Asia

North Korea 'close to testing long-range missiles'

North Korean leader Kim Jong-un speaks during the first session of the first party committee meeting in the capital Pyongyang Image copyright Reuters
Image caption Kim Jong-un has given a televised address to mark the start of 2017

North Korean leader Kim Jong-un has said the country is close to testing long-range missiles capable of carrying nuclear warheads.

The intercontinental ballistic missiles were in their "last stage" of development, Mr Kim claimed during his New Year's message.

Pyongyang has conducted two nuclear tests in the past year, including its biggest one to date.

This raised fears that North Korea has made significant nuclear advances.

But it has never successfully test-fired such a missile.

Reuters reported a senior US military official as saying that although North Korea appears able to put a miniaturised nuclear warhead on a missile, the missile re-entry technology necessary for longer range strikes is still a serious obstacle to its weapons development.

How advanced is North Korea's nuclear programme?

Mr Kim, who took control of the secretive state following his father's death in 2011, said in a televised speech: "Research and development of cutting edge arms equipment is actively progressing and ICBM (inter-continental ballistic missile) rocket test launch preparation is in its last stage."

He said the country was now a "military power of the East that cannot be touched by even the strongest enemy".

UN resolutions call for an end to the country's nuclear and missile tests.


Two audiences: Steve Evans, South Korea correspondent:

Kim Jong-un was speaking to two audiences: one inside the country and one outside, particularly in the United States.

On both counts, it is in his interests to talk up the country's strength.

He did not say that he had achieved his ambition of having a warhead small enough to go on reliable and accurate intercontinental missiles - but he said success was near.

Outside experts reckon it might take less than five years. The North Korean diplomat who defected from the London embassy thinks it will happen by the end of 2017.

It's not clear what US President-elect Donald Trump might do about it. Military experts say the North Korean nuclear programme is too advanced and well-protected to destroy by force.

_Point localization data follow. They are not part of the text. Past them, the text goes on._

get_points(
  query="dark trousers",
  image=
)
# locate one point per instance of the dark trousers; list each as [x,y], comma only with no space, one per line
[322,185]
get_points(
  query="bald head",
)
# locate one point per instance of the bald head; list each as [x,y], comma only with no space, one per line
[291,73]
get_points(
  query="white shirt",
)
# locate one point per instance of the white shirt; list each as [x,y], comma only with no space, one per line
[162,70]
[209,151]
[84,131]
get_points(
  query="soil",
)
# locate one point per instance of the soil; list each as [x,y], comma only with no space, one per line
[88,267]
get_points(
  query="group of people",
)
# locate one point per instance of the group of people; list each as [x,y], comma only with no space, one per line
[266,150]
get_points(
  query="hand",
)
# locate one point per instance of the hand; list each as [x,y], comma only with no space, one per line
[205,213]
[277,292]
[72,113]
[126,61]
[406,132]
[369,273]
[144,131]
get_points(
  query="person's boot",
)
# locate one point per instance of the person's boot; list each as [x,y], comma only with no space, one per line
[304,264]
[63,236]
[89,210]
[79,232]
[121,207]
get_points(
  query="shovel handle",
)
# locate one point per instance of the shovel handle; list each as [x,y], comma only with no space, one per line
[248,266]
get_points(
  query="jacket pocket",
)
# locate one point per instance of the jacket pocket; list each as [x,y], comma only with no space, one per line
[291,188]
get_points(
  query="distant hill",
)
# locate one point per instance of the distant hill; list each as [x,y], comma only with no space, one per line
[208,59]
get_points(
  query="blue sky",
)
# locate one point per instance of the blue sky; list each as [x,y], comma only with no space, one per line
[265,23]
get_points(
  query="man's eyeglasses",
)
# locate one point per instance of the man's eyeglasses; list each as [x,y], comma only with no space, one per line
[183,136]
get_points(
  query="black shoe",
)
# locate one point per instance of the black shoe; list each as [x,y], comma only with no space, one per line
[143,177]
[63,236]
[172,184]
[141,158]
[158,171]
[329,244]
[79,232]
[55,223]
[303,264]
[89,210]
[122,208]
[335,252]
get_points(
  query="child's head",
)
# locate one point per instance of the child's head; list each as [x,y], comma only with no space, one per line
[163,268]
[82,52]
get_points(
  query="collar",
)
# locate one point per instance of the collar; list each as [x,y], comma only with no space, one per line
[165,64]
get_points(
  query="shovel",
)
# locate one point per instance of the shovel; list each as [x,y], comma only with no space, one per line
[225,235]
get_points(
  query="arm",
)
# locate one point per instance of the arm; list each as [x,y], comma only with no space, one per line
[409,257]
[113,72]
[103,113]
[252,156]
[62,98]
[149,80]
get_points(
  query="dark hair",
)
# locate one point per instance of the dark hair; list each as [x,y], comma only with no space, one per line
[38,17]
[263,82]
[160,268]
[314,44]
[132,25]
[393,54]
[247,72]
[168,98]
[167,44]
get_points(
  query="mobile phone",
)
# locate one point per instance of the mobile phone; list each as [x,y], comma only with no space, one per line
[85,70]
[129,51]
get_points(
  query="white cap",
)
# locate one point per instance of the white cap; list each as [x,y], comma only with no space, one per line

The key facilities are hidden and dispersed.


When North Korea tested its nuclear bomb in September 2016, estimates varied on how strong it was.

South Korea's military said its yield was about 10 kilotonnes, enough to make it the North's "strongest nuclear test ever". Other experts say initial indications suggest 20 kilotonnes or more.

The bomb dropped by the US on Hiroshima in 1945 had a yield of about 15 kilotonnes.

The September test triggered widespread condemnation and further international sanctions against the country.